Pour moi, la grande aventure du SIF a débuté un jour de 1991, par un coup de fil de Hany El Banna, médecin britannique, égyptien d’origine et fondateur bien connu du réseau Islamic Relief Worldwide. Si de nombreuses organisations caritatives musulmanes sont issues des états du Golfe, portées par la richesse liée à la manne pétrolière à la fin des années 70, l’organisation Islamic Relief, née en Grande Bretagne, était en quelque sorte l’incarnation d’un humanitaire musulman occidental. C’est au moment de la sécheresse au Sahel et en particulier au Soudan, que l’organisation a mené ses premières actions d’assistance.

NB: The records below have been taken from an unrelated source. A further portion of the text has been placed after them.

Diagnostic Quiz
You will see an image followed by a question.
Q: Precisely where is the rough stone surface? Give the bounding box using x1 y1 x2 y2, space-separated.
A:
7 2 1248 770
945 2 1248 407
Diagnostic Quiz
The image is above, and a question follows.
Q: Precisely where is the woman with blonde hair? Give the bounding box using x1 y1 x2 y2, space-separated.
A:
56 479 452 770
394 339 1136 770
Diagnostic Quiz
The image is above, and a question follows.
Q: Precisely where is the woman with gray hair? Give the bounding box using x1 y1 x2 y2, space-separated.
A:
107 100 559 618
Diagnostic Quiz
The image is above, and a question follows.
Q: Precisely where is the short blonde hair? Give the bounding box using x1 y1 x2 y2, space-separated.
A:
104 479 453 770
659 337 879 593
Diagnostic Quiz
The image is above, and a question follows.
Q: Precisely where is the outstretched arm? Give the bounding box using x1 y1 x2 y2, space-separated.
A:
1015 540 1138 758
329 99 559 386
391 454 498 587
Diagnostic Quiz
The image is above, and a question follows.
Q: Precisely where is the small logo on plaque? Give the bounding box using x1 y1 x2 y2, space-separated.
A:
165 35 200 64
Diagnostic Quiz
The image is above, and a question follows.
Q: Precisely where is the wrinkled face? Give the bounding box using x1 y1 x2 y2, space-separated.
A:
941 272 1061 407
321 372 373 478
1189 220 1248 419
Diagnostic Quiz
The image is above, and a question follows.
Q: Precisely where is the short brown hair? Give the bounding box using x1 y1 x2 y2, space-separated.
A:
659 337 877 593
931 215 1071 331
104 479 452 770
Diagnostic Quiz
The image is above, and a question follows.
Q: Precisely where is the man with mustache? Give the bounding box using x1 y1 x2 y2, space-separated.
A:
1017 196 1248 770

Hany El Banna me proposait d’ouvrir un bureau en France. J’ai voulu relever le défi et cet instant a marqué un bouleversement incroyable dans ma vie. Nous ne comptions pas les heures dans notre local de 30m2 à Saint-Denis. Ce fut un choix  qui a impliqué beaucoup de sacrifices… Mes enfants ont pris leur biberon au SIF ! Après les quelques 300 000 francs récoltés à nos débuts, l’élan de mobilisation pour la Bosnie a lancé un développement exponentiel de notre collecte et notre activité.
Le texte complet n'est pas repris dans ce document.